Gathering feedback: 360-degree holistic feedback on what’s working well, what needs improvement and what innovations can be done. A great idea can come from anywhere.

Professional training: Building expertise on complex sustainability issues at every employee touchpoint. As a result, no matter what function the employee plays in a company, they will help in achieving sustainability goals.

Sustainable consumerism

This is essentially about sustainable purchasing, which places an overarching emphasis on prioritising items and services related to sustainability. Basic measures include paperless offices and the elimination of all single-use and short-use items.

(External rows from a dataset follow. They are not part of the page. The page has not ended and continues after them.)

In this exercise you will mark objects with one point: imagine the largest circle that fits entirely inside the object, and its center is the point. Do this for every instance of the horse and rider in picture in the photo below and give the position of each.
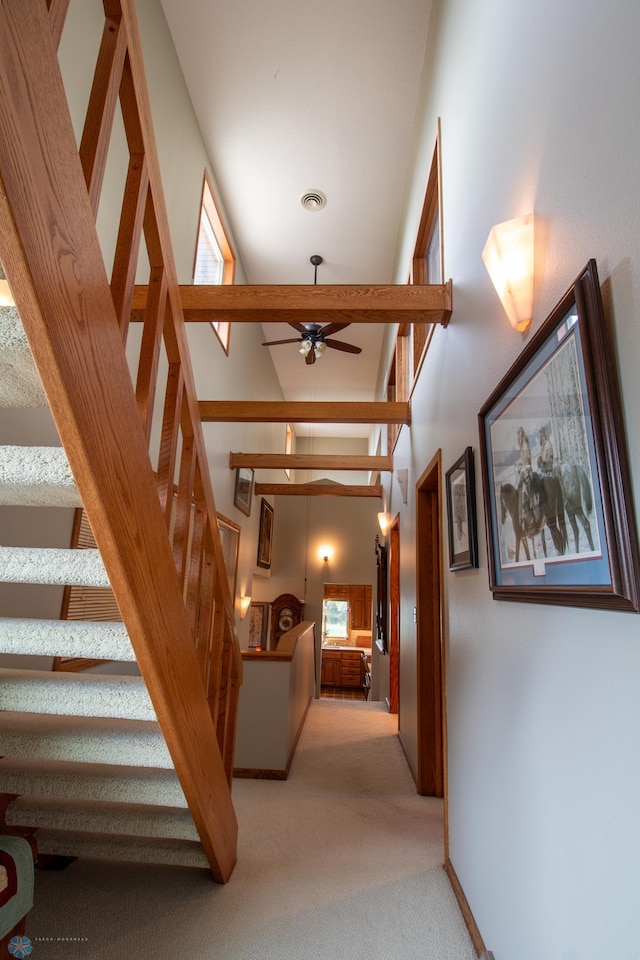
(544, 498)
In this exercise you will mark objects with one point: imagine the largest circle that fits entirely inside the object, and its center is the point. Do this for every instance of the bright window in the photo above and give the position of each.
(335, 618)
(214, 260)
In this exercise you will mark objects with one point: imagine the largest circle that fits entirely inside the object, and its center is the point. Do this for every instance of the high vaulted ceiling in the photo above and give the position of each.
(293, 96)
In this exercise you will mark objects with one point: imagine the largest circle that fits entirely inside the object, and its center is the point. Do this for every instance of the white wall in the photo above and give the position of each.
(540, 110)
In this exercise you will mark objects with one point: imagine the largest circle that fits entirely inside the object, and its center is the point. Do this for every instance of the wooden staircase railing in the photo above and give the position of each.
(174, 599)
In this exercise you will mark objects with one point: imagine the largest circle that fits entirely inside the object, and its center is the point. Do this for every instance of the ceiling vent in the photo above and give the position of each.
(313, 200)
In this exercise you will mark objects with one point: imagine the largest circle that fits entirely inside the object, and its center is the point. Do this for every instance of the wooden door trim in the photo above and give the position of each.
(429, 629)
(394, 614)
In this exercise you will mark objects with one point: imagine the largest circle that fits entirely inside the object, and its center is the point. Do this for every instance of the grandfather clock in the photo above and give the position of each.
(286, 612)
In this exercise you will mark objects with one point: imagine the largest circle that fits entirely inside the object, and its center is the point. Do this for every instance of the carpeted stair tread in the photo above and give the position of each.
(136, 820)
(75, 694)
(132, 849)
(50, 565)
(83, 740)
(36, 477)
(98, 640)
(104, 782)
(20, 384)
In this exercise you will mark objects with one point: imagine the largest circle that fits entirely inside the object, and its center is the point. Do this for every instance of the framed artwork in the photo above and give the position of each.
(244, 489)
(559, 515)
(265, 534)
(259, 625)
(461, 507)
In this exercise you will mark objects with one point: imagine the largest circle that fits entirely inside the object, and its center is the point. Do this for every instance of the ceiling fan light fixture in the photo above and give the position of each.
(313, 200)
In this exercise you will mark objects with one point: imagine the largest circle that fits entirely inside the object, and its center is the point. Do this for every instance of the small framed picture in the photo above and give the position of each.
(244, 489)
(461, 507)
(265, 534)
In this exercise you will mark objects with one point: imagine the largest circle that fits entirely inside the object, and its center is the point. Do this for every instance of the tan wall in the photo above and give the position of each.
(539, 110)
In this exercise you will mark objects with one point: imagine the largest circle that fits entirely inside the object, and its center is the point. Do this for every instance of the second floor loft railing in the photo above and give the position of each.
(173, 596)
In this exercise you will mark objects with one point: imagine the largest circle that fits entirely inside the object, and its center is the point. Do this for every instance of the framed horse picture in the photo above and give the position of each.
(559, 514)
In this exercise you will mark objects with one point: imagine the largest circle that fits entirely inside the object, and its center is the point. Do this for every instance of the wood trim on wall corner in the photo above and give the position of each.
(407, 756)
(465, 909)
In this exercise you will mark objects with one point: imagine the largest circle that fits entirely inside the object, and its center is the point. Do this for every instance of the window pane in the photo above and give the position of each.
(335, 618)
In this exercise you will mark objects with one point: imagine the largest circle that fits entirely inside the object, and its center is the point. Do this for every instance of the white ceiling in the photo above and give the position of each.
(293, 96)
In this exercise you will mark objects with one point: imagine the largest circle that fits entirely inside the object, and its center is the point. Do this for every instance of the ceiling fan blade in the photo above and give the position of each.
(332, 328)
(345, 347)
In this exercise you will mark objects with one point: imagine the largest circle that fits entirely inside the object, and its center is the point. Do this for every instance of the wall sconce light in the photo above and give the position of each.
(508, 257)
(384, 522)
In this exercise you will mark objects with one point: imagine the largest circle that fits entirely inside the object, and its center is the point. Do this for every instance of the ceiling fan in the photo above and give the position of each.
(314, 337)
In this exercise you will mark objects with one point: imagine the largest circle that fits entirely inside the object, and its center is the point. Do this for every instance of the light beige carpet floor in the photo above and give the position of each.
(342, 860)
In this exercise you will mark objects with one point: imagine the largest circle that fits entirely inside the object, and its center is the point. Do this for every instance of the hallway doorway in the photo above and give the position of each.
(431, 773)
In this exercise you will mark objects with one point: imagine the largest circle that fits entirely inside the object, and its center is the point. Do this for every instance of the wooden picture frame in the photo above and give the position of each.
(555, 466)
(265, 535)
(243, 489)
(461, 509)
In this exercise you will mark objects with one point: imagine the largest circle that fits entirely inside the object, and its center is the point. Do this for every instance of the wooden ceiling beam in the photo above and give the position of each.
(308, 461)
(310, 303)
(318, 490)
(283, 411)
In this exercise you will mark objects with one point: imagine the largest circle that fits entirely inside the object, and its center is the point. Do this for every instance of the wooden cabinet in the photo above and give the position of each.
(330, 668)
(351, 673)
(342, 668)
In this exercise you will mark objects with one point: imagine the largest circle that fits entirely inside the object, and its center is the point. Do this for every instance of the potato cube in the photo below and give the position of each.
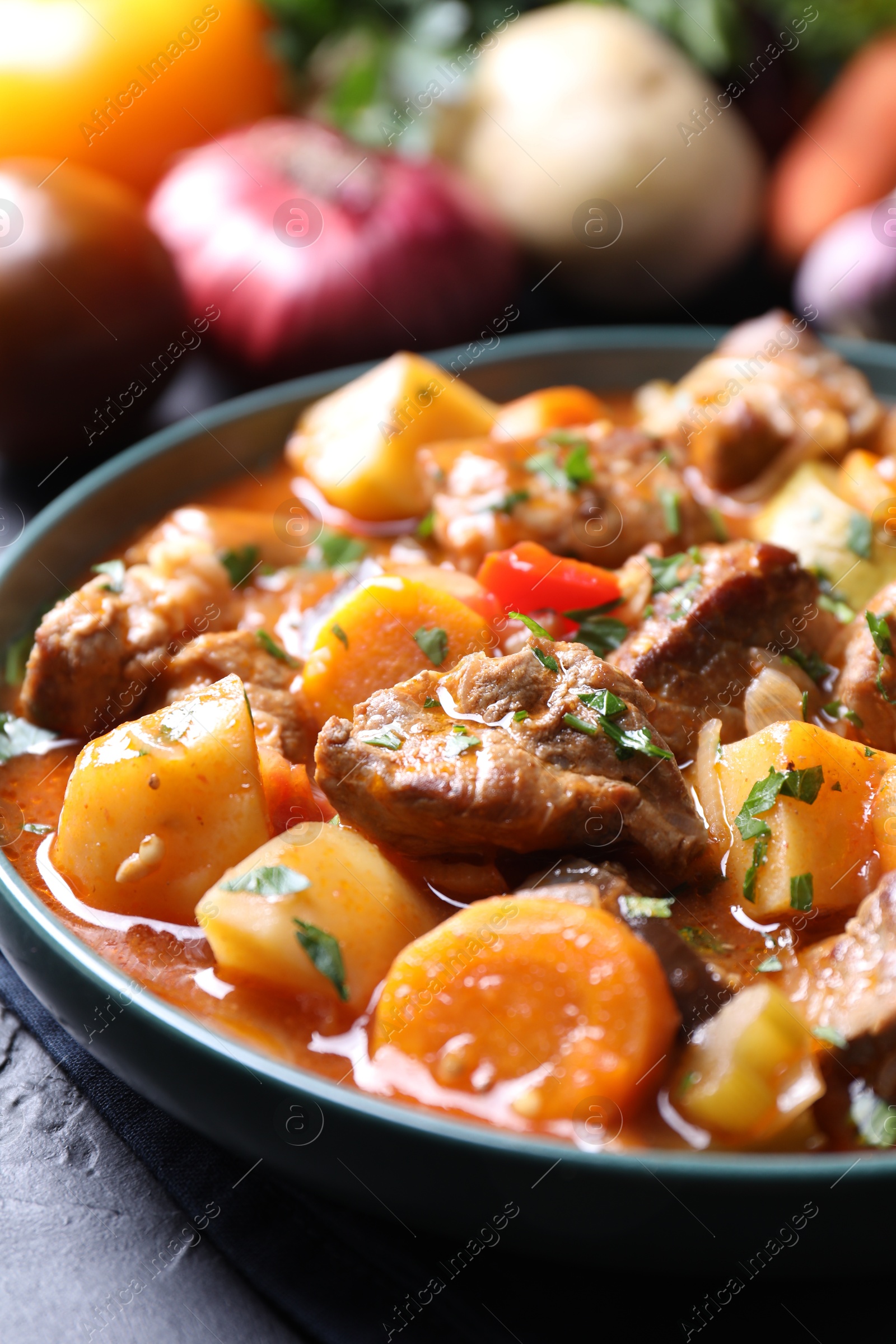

During the next few years, 85% of the building stock will still be standing, but it will require a lot more upgradation. How can you link that to local conditions, sustainability, refurbish to reuse, consider long-term durability, and have an attitude of fixing rather than replacing things? These are the questions we need to answer.

Many organisations focus on aesthetics but end up using tough-to-maintain materials and systems, resulting in increased use of chemicals, people and equipment, potentially causing additional environmental deterioration.

Reducing the use of harsh solvent-based cleansers and replacing them with green, eco-friendly, non-hazardous, biodegradable alternatives promotes a healthy working environment for staff. Switching to low VOC products reduces overall volatile compounds.

Our assessment is that these low-investment measures can reduce and then sustain baseline consumption by 7-15%, without even making any capital expenditures.